I'm trying to load a spark dataframe via petastorm 0.12 following the tutorial given in the petastorm-spark-converter-tensorflow notebook. Essentially my code is the following. The error described in the title is raised in the with
statement. (Doesn't happen when directly creating a TFDatasetContextManager via train_context_manager = converter_train.make_tf_dataset(BATCH_SIZE)
though.
from petastorm import TransformSpec
from petastorm.spark import make_spark_converter
spark.conf.set(SparkDatasetConverter.PARENT_CACHE_DIR_URL_CONF, "file:///dbfs/tmp/petastorm/cache"
converter_train = make_spark_converter(DF_TRAIN)

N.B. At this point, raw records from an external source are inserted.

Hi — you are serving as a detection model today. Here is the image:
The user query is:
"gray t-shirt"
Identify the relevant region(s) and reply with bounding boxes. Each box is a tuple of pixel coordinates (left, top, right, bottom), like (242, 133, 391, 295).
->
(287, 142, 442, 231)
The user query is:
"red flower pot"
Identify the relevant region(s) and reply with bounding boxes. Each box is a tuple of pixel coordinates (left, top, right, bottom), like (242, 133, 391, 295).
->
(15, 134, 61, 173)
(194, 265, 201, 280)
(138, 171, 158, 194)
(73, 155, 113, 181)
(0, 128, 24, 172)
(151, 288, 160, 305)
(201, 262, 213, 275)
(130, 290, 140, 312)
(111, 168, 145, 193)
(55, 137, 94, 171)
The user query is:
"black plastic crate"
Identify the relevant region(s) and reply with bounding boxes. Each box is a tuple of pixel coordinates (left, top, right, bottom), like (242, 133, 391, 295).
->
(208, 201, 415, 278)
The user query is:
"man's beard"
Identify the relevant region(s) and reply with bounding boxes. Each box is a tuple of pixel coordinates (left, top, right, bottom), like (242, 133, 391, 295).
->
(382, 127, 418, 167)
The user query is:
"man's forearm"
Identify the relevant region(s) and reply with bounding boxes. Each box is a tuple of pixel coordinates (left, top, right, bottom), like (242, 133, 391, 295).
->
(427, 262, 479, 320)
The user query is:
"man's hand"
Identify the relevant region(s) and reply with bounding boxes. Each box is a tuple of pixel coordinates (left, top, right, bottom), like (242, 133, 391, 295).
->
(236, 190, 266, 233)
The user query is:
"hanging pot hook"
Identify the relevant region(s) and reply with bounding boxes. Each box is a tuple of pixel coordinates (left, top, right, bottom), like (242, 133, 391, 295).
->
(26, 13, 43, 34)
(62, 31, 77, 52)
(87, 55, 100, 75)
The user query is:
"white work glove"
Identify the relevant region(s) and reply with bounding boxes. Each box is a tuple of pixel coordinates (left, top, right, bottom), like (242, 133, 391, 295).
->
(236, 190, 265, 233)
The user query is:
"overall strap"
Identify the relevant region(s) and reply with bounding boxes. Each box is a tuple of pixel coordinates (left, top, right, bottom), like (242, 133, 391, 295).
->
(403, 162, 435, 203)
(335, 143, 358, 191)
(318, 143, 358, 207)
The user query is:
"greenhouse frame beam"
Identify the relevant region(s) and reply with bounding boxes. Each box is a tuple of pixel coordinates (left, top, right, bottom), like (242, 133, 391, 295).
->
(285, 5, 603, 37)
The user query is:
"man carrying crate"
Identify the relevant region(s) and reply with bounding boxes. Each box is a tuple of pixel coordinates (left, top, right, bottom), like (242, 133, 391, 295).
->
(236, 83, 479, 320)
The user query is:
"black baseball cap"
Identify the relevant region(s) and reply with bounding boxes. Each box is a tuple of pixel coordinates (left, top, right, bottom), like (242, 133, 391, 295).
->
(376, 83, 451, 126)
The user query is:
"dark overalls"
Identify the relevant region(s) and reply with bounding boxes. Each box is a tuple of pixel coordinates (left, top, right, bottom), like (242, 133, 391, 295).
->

with converter_train.make_tf_dataset(BATCH_SIZE) as X_train:
pass
The dataset definitely isn't empty. I also tried to apply a TransformSpec explicitly selecting my target columns
with converter_train.make_tf_dataset(
BATCH_SIZE,
transform_spec=TransformSpec(selected_fields=[TRAIN_COL])
) as X_train:
Btw the same happens with converter_train.make_torch_dataloader
The error message really is misleading - the reason was that the column I read was of type Array<Array<float>>
. It turns out that the invoked make_batch_reader
of petastorm cannot handle this type:
NOTE: only scalar columns or array type (of primitive type element) columns are currently supported.